In a letter to colleagues, Oberstar said the new Transportation Security Administration – which would become part of Homeland Security under Armey’s bill – has repeatedly assured Congress it can meet the deadline.
Airports have been pressing for a temporary delay, even though they can individually get one if they cannot meet the deadline.
On the privacy issues, Bush proposed this week in his homeland security strategy that states be encouraged to develop uniform rules for issuing drivers’ licenses as an anti-terrorism measure. To many conservatives and civil libertarians, that sounded too much like a national identification card that the government could use to track Americans.
Armey flatly rejected that notion, saying, “Authority to design and issue these cards shall remain with the states.”
The bill also includes language that would prohibit programs such as the Justice Department’s Operation TIPS.
Supporters say the initiative is aimed at encouraging people with certain jobs – those that take them into neighborhoods, along coasts and on public transit – to watch for suspicious activity.
But Rachel King, legislative counsel with the American Civil Liberties Union, said it could “turn local cable or gas or electrical technicians into government-sanctioned peeping toms.”
Even though administration officials said that was an exaggeration and the program is voluntary, Republican conservatives also criticized the idea as smacking of a government Big Brother. With opposition mounting, the postal service announced it would not participate.
“I think they did a good job on the privacy issues,” said House Minority Whip Nancy Pelosi, D-Calif., a select committee member.
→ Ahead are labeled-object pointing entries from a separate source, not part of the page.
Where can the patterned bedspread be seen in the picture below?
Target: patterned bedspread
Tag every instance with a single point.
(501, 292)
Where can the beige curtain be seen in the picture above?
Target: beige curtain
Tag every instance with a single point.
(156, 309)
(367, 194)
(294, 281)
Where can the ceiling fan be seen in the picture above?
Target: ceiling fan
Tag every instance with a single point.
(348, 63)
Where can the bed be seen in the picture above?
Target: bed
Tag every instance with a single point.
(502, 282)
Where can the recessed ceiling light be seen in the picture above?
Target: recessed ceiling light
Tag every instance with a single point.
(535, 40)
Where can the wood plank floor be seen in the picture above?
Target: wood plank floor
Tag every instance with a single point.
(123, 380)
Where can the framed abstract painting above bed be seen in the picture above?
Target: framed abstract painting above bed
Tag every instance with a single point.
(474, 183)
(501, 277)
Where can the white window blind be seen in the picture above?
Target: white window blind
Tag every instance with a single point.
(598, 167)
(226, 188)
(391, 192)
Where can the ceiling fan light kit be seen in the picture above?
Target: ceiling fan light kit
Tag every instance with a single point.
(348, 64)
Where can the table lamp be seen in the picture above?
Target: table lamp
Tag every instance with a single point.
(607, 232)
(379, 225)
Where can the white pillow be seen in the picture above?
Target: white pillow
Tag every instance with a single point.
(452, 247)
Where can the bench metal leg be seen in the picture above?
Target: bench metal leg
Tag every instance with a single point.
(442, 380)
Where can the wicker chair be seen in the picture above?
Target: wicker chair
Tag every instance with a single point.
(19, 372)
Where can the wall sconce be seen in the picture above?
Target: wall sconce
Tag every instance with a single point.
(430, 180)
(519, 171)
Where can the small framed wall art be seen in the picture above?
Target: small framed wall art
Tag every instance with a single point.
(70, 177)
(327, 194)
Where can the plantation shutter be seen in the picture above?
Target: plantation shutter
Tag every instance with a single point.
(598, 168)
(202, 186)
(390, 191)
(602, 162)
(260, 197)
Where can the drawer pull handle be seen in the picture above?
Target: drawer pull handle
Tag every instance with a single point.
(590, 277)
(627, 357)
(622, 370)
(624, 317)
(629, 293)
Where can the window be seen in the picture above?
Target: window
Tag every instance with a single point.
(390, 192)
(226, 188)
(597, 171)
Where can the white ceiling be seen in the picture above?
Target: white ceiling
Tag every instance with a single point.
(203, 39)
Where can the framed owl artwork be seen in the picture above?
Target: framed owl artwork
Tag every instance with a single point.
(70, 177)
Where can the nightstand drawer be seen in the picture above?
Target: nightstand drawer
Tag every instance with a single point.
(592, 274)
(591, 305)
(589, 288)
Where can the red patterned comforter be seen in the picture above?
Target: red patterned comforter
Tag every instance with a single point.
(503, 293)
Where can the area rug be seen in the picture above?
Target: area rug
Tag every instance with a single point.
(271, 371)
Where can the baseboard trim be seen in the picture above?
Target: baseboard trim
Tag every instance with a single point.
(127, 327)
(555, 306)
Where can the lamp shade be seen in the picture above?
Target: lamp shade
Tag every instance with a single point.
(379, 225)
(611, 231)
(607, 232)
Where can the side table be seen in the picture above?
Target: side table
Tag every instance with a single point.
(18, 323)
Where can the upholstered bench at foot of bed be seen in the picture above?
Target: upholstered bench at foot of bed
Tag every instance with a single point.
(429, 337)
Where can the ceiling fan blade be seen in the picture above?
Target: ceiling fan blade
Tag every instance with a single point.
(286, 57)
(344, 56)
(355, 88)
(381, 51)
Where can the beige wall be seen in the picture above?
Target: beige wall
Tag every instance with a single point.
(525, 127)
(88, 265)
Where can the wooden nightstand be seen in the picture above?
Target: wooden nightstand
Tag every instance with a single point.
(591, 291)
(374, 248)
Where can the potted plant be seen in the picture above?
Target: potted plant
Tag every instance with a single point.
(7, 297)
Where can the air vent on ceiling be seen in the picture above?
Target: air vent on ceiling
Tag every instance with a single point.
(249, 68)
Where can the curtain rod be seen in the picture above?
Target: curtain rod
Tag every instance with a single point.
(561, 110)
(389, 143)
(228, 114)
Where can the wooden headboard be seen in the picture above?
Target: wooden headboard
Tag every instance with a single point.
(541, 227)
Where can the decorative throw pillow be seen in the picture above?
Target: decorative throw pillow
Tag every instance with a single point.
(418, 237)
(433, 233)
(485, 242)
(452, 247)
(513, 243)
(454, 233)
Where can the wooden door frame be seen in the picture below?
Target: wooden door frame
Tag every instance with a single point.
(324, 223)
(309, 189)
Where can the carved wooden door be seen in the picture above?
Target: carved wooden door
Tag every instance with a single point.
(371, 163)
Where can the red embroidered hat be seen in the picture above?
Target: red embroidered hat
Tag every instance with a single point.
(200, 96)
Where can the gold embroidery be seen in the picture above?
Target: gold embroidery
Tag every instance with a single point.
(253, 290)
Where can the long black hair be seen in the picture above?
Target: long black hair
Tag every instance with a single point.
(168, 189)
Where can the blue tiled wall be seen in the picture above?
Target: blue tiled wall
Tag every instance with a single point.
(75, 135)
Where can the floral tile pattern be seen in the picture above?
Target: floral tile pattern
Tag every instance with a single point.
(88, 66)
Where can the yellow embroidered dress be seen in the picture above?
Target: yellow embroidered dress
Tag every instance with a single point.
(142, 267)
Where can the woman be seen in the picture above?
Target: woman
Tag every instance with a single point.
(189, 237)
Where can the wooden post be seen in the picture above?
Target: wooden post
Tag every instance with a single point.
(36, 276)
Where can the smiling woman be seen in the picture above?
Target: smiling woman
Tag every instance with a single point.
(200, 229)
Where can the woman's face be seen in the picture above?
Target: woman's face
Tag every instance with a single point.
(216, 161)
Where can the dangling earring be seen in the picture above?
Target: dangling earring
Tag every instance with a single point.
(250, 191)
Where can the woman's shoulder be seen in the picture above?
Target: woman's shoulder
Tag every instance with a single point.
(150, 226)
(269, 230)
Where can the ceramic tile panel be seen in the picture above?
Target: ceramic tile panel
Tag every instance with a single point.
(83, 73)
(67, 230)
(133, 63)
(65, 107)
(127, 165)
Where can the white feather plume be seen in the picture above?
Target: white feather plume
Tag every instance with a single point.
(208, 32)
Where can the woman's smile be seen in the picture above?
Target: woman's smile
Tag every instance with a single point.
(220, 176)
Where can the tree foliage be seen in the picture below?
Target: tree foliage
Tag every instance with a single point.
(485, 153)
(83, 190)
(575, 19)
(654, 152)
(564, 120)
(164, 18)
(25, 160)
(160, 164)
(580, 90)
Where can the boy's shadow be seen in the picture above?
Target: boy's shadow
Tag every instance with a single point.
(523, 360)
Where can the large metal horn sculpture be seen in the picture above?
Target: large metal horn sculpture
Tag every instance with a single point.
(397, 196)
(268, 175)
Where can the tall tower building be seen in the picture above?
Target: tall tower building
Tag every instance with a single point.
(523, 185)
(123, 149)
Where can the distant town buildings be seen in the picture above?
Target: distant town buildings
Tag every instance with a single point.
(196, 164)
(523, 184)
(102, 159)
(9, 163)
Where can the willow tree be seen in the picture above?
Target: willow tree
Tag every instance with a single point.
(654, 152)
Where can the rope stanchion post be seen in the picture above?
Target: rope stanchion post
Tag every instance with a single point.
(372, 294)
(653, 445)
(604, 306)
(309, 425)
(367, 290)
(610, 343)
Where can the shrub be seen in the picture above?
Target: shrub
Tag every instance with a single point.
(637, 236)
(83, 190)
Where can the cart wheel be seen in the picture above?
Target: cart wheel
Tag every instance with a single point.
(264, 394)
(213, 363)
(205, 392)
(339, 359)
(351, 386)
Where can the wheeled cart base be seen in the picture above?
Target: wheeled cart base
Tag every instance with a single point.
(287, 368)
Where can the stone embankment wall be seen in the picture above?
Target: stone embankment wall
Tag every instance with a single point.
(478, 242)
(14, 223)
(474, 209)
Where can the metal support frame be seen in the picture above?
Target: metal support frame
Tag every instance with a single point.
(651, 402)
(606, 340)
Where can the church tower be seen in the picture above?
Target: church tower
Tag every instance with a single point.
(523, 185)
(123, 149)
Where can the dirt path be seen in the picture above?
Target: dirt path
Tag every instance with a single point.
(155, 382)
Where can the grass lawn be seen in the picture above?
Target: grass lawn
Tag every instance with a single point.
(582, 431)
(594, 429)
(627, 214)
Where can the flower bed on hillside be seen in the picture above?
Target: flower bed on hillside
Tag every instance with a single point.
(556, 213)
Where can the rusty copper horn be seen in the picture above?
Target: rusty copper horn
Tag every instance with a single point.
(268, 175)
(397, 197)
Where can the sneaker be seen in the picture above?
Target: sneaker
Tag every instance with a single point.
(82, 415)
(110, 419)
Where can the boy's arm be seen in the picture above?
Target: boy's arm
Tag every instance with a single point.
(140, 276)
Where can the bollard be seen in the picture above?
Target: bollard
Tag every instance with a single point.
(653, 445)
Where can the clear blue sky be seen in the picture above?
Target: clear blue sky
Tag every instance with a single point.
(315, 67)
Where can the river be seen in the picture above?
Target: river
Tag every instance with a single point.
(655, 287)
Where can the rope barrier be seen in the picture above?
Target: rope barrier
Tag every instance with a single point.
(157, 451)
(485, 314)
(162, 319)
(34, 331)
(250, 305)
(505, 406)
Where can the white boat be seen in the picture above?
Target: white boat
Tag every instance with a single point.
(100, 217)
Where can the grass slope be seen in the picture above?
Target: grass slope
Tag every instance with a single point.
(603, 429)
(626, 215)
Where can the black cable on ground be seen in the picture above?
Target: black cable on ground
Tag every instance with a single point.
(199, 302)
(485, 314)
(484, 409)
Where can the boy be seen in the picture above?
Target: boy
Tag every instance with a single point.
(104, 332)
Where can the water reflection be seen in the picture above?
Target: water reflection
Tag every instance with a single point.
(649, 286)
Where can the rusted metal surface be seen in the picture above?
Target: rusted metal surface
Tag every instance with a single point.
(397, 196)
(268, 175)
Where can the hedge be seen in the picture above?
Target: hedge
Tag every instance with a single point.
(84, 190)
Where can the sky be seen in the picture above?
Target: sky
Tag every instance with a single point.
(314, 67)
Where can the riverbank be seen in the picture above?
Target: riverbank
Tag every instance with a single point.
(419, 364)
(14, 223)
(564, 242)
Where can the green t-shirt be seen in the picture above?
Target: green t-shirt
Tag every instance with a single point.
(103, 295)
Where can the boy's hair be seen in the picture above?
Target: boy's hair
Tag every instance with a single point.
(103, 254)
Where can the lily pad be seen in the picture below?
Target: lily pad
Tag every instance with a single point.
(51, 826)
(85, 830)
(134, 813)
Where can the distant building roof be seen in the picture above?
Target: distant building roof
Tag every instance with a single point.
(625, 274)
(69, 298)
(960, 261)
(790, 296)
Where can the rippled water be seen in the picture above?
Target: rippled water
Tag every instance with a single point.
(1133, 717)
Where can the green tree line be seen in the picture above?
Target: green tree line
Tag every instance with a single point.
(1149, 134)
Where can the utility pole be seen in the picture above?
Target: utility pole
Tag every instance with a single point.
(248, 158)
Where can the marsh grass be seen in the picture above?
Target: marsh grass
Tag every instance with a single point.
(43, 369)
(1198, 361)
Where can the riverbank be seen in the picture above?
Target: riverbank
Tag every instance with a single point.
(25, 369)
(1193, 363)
The Armey legislation also would create a new “privacy officer” in the Homeland Security Department, which he said was a first ever established by law in a Cabinet agency.
This person, Armey said, would “ensure technology research and new regulations from the department respect the civil liberties our citizens enjoy.”
Other Democrats raised questions about language in the bill that they said could protect technology companies involved in certain kinds of anti-terrorism work from lawsuits.
Democrats and Republicans have long been at odds over reducing liability from lawsuits.
There were other sticking points as well. GOP leaders and Democrats continued to negotiate whether to give Bush flexibility in making personnel decisions, which the president says he needs to respond quickly to new terrorist threats.
Opponents say it could wreck civil service workers’ protections and undermine union collective bargaining.
Key lawmakers also reached an agreement with the White House to give Bush some authority to transfer up to 2 percent of the money for two years – with some strings attached – within the agency instead of the 5 percent unilateral power he had sought.